We are developing advanced mathematical and computational techniques for multiple-wave propagation applications. We are addressing the issues of laser physics, mathematical methods, asymptotic analysis, computational efficiency and algorithm convergence, and high-performance computing with a multi-pronged approach to create an accurate simulation of the effect of realistic, imperfect grating stretchers and compressors on chirped-pulse-amplified laser beams. We intend to examine the application of boundary-element methods accelerated by the fast-multipole method. This technique appears to naturally accommodate high-aspect-ratio spatial discretization, enabling calculations in which grating lines are microscopically resolved in only one dimension, while the longer-scale defects and line-direction anomalies are resolved on the millimeter scales that are natural to their rate of variation. We are also using the analytical results of modeling the wave-optics description of gratings, in which we derive a phase-transfer function that couples space and frequency. Our research will support the design of high-power, ultrashort-pulse lasers at the Laboratory and will enable simulations to model how realistic gratings change the results of experiments. We expect to gain a detailed understanding of (and the ability to simulate) the spatial and temporal coupling introduced by various grating imperfections. By developing this capability, our research will advance the science of laser design.
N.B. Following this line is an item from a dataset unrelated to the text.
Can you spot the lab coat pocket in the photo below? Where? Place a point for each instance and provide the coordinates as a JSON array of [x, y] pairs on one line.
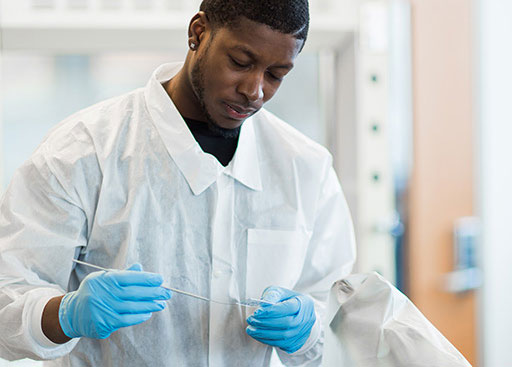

This project aligns with the Laboratory's laser and optical science and technology core competency, which includes the general updating and modernization of laser-simulation capability; specifically, the development, design, and optimization of short-pulse lasers. This research is relevant to the DOE's goal of a more economically competitive, environmentally responsible, secure, and resilient U.S. energy infrastructure through the advancement of science for high-energy, inertial-confinement fusion lasers. It also supports the Laboratory’s core competency in high-performance computing, simulation, and data science by fostering the development of advanced mathematical and high-performance computing techniques.
In FY17 we (1) developed a new parallel solver for the electric-field integral equation in the frequency domain based on the Message Passing Interface library for communication across a distributed-memory machine; (2) discretized the integral equation by a boundary-element method using Raviart-Thomas edge elements on a structured quadrilateral mesh, resulting in a linear system of equations that is solved by a preconditioned iterative method (e.g., the generalized minimal residual method), where the fast-multipole method accelerates matrix-vector products; (3) verified the solver for a Gaussian beam (monochromatic electromagnetic radiation that describes the intended output of most lasers) impinging on an inclined plate, and verified the diffraction angles for a sinusoidal grating; and (4) determined that the solver can analyze several frequencies in parallel and that the diffracted beam is available in the time domain after inverse Fourier transformation (a mathematical representation of a signal's frequencies).